In the first half of 2022 there were a number of high profile outages from major cloud providers lasting a number of hours.
Perhaps the cloud is in a bear market at the moment as far as outages goes.
The second argument, and one that requires more thought. How important is the service that you might lose? This is where all services are not equal and the cost to your organisation varies.
The most common use of Microsoft is for Office 365. If 0365 is down for a day, whilst it will cause some loss of productivity, it probably will not cause a loss of revenue or brand reputation.
The question needs to be “How much down time can I afford for this service to be down?”
The answer to that question is impossible to answer, well its not really the answer is “It depends”. It depends on the service, it depends on the importance of that service to your business and it depends on how many people use that service.
There is at least one service that is essential to your business, that you cannot afford to have more than a few minutes of downtime or possibly seconds and certainly not eight hours. That service is Authentication, MFA or Access Management.
These are fundamental to your users and maybe your customers accessing your systems. It is likely that you have this plugged in to nearly all of your applications and users. When an authentication service fails there are two options.
One is that users cannot access anything, and this certainly causes a loss of productivity. Have this situation with a consumer portal and it certainly will cause loss of revenue and brand reputation.
Second option is to fail open, simply allow people to access with good old-fashioned username and password. Oh boy, eight hours of poor security exposing yourself to the wilds of the internet and its less than trustworthy users or, just as bad, eight hours of staff bombarding your help desk trying to remember their passwords for all those applications. That’s assuming you don’t have the password reset provided by the authentication service.
This is why the cloud is the killer. If that lovely, sweet authentication service goes down your systems die and potentially with it your revenue and brand.
So what’s the answer, how do you avoid this situation with your authentication service.
Several options, make SLAs a deciding factor when choosing your cloud vendor. Some will, reluctantly, agree to 99.99% (55 minutes per year). Can you afford one hour of downtime, that’s one for you to answer. The answer is probably no.

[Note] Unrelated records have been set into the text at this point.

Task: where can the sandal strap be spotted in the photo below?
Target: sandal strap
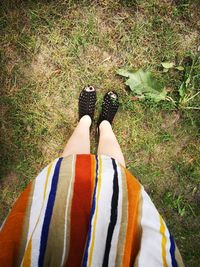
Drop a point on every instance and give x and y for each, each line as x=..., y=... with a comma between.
x=110, y=106
x=87, y=101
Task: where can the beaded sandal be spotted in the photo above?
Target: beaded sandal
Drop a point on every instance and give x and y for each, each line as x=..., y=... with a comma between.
x=87, y=101
x=109, y=107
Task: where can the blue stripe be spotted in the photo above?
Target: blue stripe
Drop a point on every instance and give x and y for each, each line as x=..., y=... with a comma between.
x=113, y=215
x=48, y=213
x=172, y=252
x=85, y=256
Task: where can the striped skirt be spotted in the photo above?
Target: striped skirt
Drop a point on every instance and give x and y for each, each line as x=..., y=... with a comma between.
x=86, y=210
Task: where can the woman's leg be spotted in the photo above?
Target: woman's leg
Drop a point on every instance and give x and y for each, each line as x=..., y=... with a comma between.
x=79, y=142
x=108, y=144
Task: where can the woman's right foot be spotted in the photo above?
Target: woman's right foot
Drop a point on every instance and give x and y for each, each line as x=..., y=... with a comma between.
x=110, y=106
x=87, y=101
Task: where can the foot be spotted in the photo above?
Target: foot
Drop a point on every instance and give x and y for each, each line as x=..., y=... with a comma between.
x=109, y=107
x=87, y=101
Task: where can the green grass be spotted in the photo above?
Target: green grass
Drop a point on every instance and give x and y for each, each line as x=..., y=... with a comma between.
x=51, y=49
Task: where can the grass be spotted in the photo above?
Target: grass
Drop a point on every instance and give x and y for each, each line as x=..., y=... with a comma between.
x=51, y=49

Are cloud vendors likely to offer a more resilient solution in the future? Possibly but given the size and scale of their operations it’s a massively difficult thing to achieve for all their customers.
The second option, and its one that is often overlooked in the bright lights of the cloud. Keep it on premise. IT departments for decades have been implementing resilient architecture for decades, with a few routers or load balancers. It’s a skill that has not been lost.
Cost has always been a concern for keeping thing on premise and cost savings is the number one reason for cloud migration. Most on-premise authentication products require a few servers ideally distributed in a couple of different data centres. The cost of the additional infrastructure is thousands. This is orders of magnitude less than the millions or billions that can be lost in revenue or brand reputation through users not being able to access your systems for one day.
The moral of this story, if having a business resilient authentication solution is essential for your organisation you need to decide if the SLAs offered by cloud vendors is enough for you. If a cloud outage is going to cause loss of reputation and revenue, then you may need to consider taking control and bringing the service on-premise.